On Thu, Mar 16, 2006 at 02:10:08PM -0800, Andreas Raab wrote:
Questions:
- On Mac and Unix, do we implement getSystemAttribute: -1 to return the
full path to the executable?
Did you mean system attribute 0, which corresponds to argv[0]? But no, this would not necessarily return "the" full path to the executable, nor does it necessarily return *any* full path to the executable. It's just the name that some arbitrary shell program used to locate an executable file after having consulted with the $PATH and following various symbolic links and so forth. Once the executable file was located, the shell did a fork() and exec(), after which all was forgotten. As far as I know there is no reliable way to determine the actual identity of the file system artifact from which the VM was loaded.

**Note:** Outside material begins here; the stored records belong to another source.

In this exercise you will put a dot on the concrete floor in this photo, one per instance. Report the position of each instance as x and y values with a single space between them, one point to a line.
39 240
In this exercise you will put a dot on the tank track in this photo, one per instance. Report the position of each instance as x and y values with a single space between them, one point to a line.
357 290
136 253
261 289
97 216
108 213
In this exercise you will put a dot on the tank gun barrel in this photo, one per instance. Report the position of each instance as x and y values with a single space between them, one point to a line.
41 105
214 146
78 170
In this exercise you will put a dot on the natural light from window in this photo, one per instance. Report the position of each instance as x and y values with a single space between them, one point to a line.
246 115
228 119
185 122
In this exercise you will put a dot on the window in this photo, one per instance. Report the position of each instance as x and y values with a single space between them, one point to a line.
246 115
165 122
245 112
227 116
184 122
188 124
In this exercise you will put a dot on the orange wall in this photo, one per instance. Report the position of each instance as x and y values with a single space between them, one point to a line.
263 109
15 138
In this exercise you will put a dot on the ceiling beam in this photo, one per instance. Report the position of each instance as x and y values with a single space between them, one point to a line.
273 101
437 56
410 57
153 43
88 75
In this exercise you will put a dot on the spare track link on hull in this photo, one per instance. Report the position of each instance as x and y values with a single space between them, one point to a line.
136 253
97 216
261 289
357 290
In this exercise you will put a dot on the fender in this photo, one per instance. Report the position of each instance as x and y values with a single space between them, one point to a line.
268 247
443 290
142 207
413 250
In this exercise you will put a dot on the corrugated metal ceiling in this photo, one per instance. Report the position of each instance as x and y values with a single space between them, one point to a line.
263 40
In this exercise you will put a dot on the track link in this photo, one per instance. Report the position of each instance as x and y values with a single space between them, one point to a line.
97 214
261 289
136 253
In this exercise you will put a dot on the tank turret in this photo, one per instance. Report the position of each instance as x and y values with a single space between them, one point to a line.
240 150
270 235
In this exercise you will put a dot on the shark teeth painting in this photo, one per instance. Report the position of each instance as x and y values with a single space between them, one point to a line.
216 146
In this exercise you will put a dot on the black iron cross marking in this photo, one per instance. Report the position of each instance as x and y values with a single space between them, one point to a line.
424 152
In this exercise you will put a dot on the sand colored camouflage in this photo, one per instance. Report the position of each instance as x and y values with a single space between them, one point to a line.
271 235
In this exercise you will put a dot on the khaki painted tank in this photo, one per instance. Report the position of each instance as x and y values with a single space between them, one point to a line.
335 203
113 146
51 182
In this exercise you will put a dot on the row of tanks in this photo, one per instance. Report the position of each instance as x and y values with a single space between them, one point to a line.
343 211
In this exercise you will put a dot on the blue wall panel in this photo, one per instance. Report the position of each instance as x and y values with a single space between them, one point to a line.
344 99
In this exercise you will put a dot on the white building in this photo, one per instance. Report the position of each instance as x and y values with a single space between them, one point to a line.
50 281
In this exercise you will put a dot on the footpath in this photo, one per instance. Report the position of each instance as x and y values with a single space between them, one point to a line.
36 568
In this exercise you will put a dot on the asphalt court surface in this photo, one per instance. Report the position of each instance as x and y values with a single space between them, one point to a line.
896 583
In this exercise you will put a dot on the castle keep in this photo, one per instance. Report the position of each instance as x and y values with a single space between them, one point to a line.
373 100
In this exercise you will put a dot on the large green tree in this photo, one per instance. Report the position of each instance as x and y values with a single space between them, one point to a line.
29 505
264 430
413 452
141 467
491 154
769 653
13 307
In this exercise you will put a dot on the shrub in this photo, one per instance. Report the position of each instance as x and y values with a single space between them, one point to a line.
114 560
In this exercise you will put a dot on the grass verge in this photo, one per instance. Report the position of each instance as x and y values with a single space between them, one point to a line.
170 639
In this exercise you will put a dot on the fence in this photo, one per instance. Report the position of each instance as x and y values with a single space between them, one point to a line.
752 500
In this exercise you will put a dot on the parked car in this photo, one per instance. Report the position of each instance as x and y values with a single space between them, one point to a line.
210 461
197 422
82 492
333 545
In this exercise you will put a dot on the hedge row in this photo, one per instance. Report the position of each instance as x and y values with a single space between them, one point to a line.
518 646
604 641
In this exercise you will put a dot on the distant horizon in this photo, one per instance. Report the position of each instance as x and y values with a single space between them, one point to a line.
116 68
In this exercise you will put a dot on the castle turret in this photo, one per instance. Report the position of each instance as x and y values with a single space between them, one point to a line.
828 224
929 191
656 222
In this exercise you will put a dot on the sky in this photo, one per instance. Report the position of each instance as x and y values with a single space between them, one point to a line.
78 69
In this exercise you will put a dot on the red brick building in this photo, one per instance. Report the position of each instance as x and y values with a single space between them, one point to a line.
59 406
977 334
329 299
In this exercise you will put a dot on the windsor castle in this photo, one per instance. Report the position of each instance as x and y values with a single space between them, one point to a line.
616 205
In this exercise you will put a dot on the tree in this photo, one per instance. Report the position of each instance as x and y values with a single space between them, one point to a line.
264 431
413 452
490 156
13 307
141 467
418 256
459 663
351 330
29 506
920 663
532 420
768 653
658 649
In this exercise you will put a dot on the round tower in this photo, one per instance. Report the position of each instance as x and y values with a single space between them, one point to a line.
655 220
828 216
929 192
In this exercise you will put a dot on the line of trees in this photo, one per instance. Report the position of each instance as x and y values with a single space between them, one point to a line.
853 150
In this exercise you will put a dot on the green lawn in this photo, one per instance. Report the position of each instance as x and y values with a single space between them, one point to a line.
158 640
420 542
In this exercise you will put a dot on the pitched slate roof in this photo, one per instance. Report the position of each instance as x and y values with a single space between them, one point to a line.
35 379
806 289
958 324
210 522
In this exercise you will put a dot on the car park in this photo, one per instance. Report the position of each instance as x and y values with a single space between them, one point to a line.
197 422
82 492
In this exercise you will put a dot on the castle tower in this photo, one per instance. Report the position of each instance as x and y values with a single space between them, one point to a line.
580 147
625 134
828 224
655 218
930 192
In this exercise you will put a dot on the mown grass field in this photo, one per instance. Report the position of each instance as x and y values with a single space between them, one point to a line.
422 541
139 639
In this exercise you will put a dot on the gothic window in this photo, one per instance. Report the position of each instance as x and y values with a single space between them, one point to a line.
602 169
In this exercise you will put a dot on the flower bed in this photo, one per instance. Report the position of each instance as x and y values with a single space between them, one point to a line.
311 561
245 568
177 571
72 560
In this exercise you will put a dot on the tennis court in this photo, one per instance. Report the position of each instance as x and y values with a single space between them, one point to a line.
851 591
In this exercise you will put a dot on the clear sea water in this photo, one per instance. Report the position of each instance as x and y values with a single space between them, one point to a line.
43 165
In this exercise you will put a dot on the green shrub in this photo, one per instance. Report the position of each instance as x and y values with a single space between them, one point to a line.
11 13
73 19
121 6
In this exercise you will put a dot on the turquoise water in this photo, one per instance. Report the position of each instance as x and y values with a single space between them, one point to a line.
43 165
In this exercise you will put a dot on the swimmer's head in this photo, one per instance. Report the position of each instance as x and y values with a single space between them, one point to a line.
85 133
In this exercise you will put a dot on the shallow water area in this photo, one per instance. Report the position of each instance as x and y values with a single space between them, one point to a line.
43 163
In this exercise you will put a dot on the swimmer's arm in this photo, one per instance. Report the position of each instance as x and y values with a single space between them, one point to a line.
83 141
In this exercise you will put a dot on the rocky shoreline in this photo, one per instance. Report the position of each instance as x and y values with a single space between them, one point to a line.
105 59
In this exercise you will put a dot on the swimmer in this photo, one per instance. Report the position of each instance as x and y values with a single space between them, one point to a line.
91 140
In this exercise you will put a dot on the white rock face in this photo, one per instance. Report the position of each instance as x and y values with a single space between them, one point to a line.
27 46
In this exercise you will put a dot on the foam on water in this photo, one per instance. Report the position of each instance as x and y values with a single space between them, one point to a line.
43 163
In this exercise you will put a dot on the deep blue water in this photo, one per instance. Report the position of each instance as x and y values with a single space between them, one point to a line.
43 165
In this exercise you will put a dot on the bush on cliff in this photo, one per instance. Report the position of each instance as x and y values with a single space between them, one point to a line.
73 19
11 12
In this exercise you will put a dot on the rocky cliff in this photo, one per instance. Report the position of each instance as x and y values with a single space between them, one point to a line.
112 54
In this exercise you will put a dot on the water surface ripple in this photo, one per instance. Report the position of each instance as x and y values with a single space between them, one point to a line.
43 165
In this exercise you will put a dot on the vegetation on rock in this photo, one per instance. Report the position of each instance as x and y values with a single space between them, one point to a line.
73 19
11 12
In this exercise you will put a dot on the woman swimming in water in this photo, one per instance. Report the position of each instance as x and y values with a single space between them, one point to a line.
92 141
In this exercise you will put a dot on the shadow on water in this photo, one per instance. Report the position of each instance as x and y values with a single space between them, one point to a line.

- On Mac and Unix, can one read the executable while running Squeak? I
need this to checksum the VM proper.
Yes, you can do what the shell would have done with argv[0], and you can find the executable file that most probably might have been used to provide the bytes that got loaded to produce the VM that is currently running, and you can read that file once you have located it. But this sounds like a rather shakey foundation for a security system.
By way of illustrating the general awfulness of this approach, the following works on my system to get a file stream on the image file:
(FileStream readOnlyFileNamed: (OSProcess accessor realpath: (ShellSyntax new findExecutablePathFor: (Smalltalk getSystemAttribute: 0) inDirectoryPath: nil)))
Seriously, this seems likely to attract crackers who might be entertained by the challenge of breaking the "security", and it is almost certain to be a source of annoyance to ordinary folks who will not understand why their system does not work after it was installed on whatever whacky network setup has been provided in their school system.
Besides the above three, I have one additional question: What is the general status of the 64bit work right now? Do we consider this complete or work in progress or experimental? Can we rule out any ill effects for the 32bit VMs?
In my experience, the 64 bit changes have no negative impact for a 32 bit VM. In general, they represent a tidying up of the system, and are all for the good. There is a a small amount of added complexity for address decoding, but it is quite localized in the source code. The compiler warnings resulting from the 64 bit changes tend to be either harmless, or to identify things that really do need to be cleaned up.
Clearly the 64 bit changes are a work in progress, and I am not in a position to say if they will be "finished". But the work to date is fundamentally sound, and I cannot think of any reason that it should not move forward. FWIW, I'll help where I can.